Wer bremst die Talfahrt?

Eishockey Der EHC Aarau und die Beavers Wettingen-Baden vor dem Derby

Heute (20.15 Uhr) kommt es in der Kunsteisbahn Brügglifeld zum zweiten 1.-Liga-Derby der laufenden Saison. Sowohl der EHC Aarau als auch die Beavers Wettingen-Baden haben ein Erfolgserlebnis nötig.

marcel kuchta

Der EHC Aarau hat seine letzten vier Spiele verloren, die Bilanz des EHC Wettingen-Baden ist um einiges grausamer: Die letzten zwölf Partien verliess die Truppe von Trainer Kai Puonti allesamt als Verlierer.
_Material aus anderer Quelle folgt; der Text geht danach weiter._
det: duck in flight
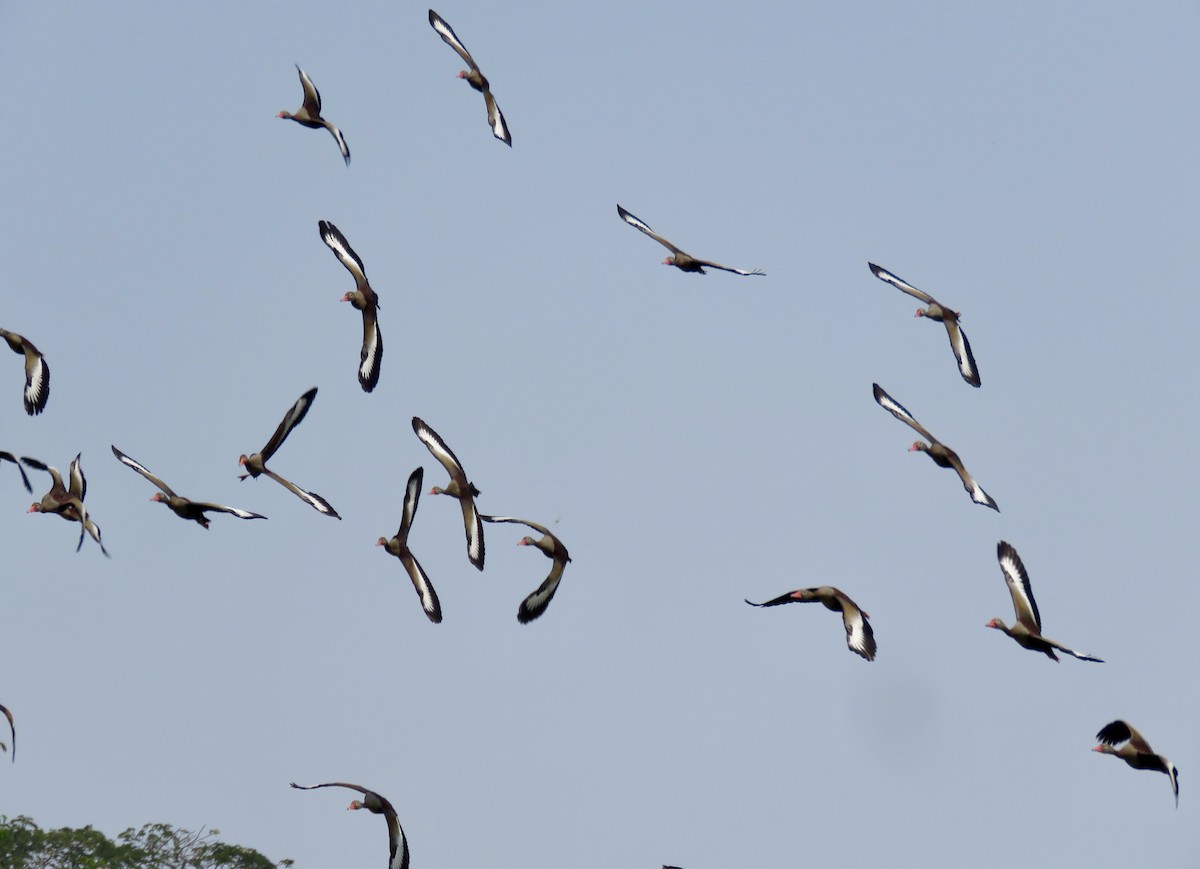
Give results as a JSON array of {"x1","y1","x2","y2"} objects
[
  {"x1": 985, "y1": 540, "x2": 1104, "y2": 664},
  {"x1": 238, "y1": 386, "x2": 341, "y2": 519},
  {"x1": 871, "y1": 383, "x2": 1000, "y2": 513},
  {"x1": 430, "y1": 10, "x2": 512, "y2": 148},
  {"x1": 292, "y1": 781, "x2": 408, "y2": 869},
  {"x1": 275, "y1": 64, "x2": 350, "y2": 166},
  {"x1": 317, "y1": 221, "x2": 383, "y2": 392},
  {"x1": 746, "y1": 586, "x2": 876, "y2": 661},
  {"x1": 376, "y1": 468, "x2": 442, "y2": 624},
  {"x1": 109, "y1": 444, "x2": 266, "y2": 528},
  {"x1": 866, "y1": 263, "x2": 979, "y2": 386},
  {"x1": 617, "y1": 204, "x2": 767, "y2": 276}
]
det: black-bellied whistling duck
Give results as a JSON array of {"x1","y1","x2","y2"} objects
[
  {"x1": 0, "y1": 329, "x2": 50, "y2": 416},
  {"x1": 275, "y1": 64, "x2": 350, "y2": 166},
  {"x1": 1092, "y1": 720, "x2": 1180, "y2": 809},
  {"x1": 985, "y1": 540, "x2": 1104, "y2": 664},
  {"x1": 871, "y1": 383, "x2": 1000, "y2": 513},
  {"x1": 376, "y1": 468, "x2": 442, "y2": 624},
  {"x1": 480, "y1": 516, "x2": 571, "y2": 624},
  {"x1": 20, "y1": 453, "x2": 110, "y2": 558},
  {"x1": 317, "y1": 221, "x2": 383, "y2": 392},
  {"x1": 866, "y1": 263, "x2": 979, "y2": 386},
  {"x1": 617, "y1": 204, "x2": 767, "y2": 277},
  {"x1": 413, "y1": 416, "x2": 484, "y2": 570},
  {"x1": 0, "y1": 706, "x2": 17, "y2": 763},
  {"x1": 238, "y1": 386, "x2": 341, "y2": 519},
  {"x1": 292, "y1": 781, "x2": 408, "y2": 869},
  {"x1": 0, "y1": 453, "x2": 34, "y2": 495},
  {"x1": 430, "y1": 10, "x2": 512, "y2": 148},
  {"x1": 746, "y1": 586, "x2": 875, "y2": 661},
  {"x1": 109, "y1": 444, "x2": 266, "y2": 528}
]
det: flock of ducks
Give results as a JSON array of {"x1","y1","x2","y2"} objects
[
  {"x1": 734, "y1": 258, "x2": 1180, "y2": 807},
  {"x1": 0, "y1": 10, "x2": 1178, "y2": 869}
]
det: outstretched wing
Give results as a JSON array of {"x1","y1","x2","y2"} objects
[
  {"x1": 359, "y1": 305, "x2": 383, "y2": 392},
  {"x1": 517, "y1": 558, "x2": 566, "y2": 624},
  {"x1": 192, "y1": 501, "x2": 266, "y2": 519},
  {"x1": 296, "y1": 64, "x2": 320, "y2": 115},
  {"x1": 839, "y1": 594, "x2": 876, "y2": 661},
  {"x1": 0, "y1": 451, "x2": 34, "y2": 495},
  {"x1": 0, "y1": 706, "x2": 17, "y2": 763},
  {"x1": 400, "y1": 547, "x2": 442, "y2": 624},
  {"x1": 292, "y1": 781, "x2": 408, "y2": 869},
  {"x1": 692, "y1": 257, "x2": 767, "y2": 277},
  {"x1": 260, "y1": 386, "x2": 317, "y2": 462},
  {"x1": 996, "y1": 540, "x2": 1036, "y2": 628},
  {"x1": 109, "y1": 444, "x2": 179, "y2": 498},
  {"x1": 413, "y1": 416, "x2": 469, "y2": 484},
  {"x1": 1096, "y1": 719, "x2": 1154, "y2": 754},
  {"x1": 263, "y1": 468, "x2": 341, "y2": 519},
  {"x1": 322, "y1": 119, "x2": 350, "y2": 166},
  {"x1": 617, "y1": 203, "x2": 686, "y2": 256},
  {"x1": 479, "y1": 514, "x2": 554, "y2": 538},
  {"x1": 942, "y1": 444, "x2": 1000, "y2": 513},
  {"x1": 317, "y1": 221, "x2": 367, "y2": 286},
  {"x1": 942, "y1": 317, "x2": 980, "y2": 386},
  {"x1": 396, "y1": 467, "x2": 425, "y2": 543},
  {"x1": 484, "y1": 90, "x2": 512, "y2": 148},
  {"x1": 866, "y1": 263, "x2": 936, "y2": 305},
  {"x1": 743, "y1": 588, "x2": 816, "y2": 606},
  {"x1": 871, "y1": 383, "x2": 936, "y2": 443},
  {"x1": 430, "y1": 10, "x2": 479, "y2": 72}
]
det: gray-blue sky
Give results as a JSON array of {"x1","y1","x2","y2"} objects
[{"x1": 0, "y1": 2, "x2": 1200, "y2": 869}]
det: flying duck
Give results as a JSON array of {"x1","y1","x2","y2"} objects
[
  {"x1": 238, "y1": 386, "x2": 341, "y2": 519},
  {"x1": 871, "y1": 383, "x2": 1000, "y2": 513},
  {"x1": 866, "y1": 263, "x2": 979, "y2": 386},
  {"x1": 617, "y1": 204, "x2": 767, "y2": 276}
]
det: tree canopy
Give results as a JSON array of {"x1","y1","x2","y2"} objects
[{"x1": 0, "y1": 815, "x2": 292, "y2": 869}]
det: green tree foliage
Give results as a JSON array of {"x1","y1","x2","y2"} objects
[{"x1": 0, "y1": 815, "x2": 292, "y2": 869}]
Die Mannschaft, welche in den ersten sechs Spielen überraschend sieben Punkte geholt hatte, wurde inzwischen brutal auf den Boden der Realität zurückgeholt.

Nach dem ersten Aargauer Derby, welches im Oktober mit einem klaren 5:2-Sieg des EHC Aarau geendet hatte, ahnte Beavers-Trainer Puonti schon, dass schwere Zeiten auf seine Mannschaft zukommen würden. Seine Vorahnung bestätigte sich. Gegen die Spitzenteams blieben die Ostaargauer, welche schon vor der Saison als «Favorit» für den Platz am Tabellenende galten, erwartungsgemäss chancenlos.
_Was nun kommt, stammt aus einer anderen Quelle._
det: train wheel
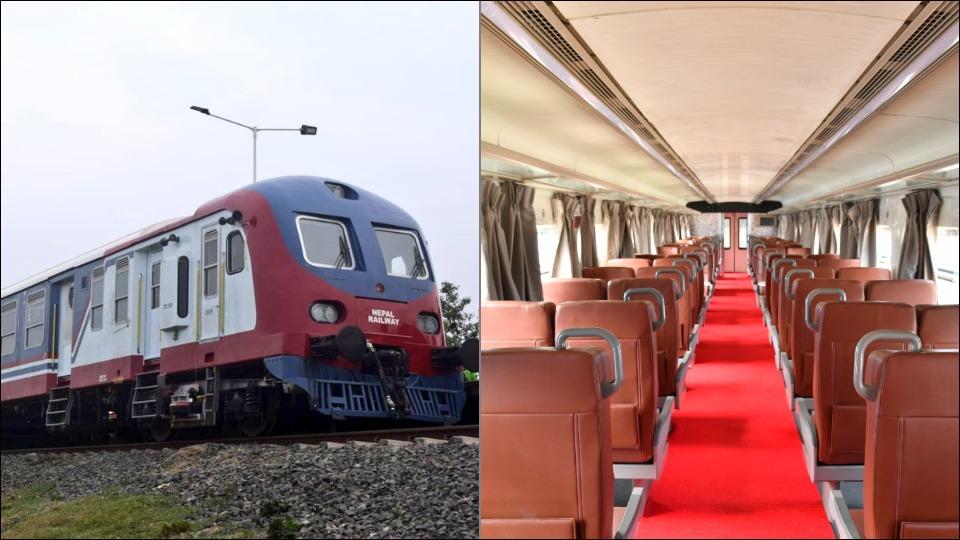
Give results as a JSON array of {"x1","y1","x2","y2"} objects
[{"x1": 142, "y1": 420, "x2": 173, "y2": 442}]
Bedrohlicher ist jedoch die Tatsache, dass man zuletzt auch gegen die Ranglistennachbarn das Nachsehen hatte. Besonders bitter war dabei die neuste Niederlage: Gegen Thun verspielten die Wettinger in der Schlussphase einen 3:1-Vorsprung und unterlagen schliesslich in der Verlängerung – was ihnen immerhin noch einen Punktgewinn einbrachte.

Ob sich das Blatt ausgerechnet im Derby gegen den EHC Aarau wendet, muss man jedoch anzweifeln. Die Aarauer verloren zuletzt zwar viermal in Serie, dies allerdings gegen die vier 1.-Liga-Spitzenteams Lyss (1:4), Zuchwil (4:8), Unterseen-Interlaken (4:7) und zuletzt Wiki-Münsingen (4:5). Die «Adler» zeigten dabei durchaus ansehnliche Leistungen, in den entscheidenden Phasen fehlte ihnen aber die nötige Routine und Abgeklärtheit. Gegen die Wettinger sind die Aarauer klar in der Favoritenrolle, umso mehr, als man gegen den Kantonsrivalen seit dessen Aufstieg in die 1. Liga noch eine weisse Weste vorzuweisen hat.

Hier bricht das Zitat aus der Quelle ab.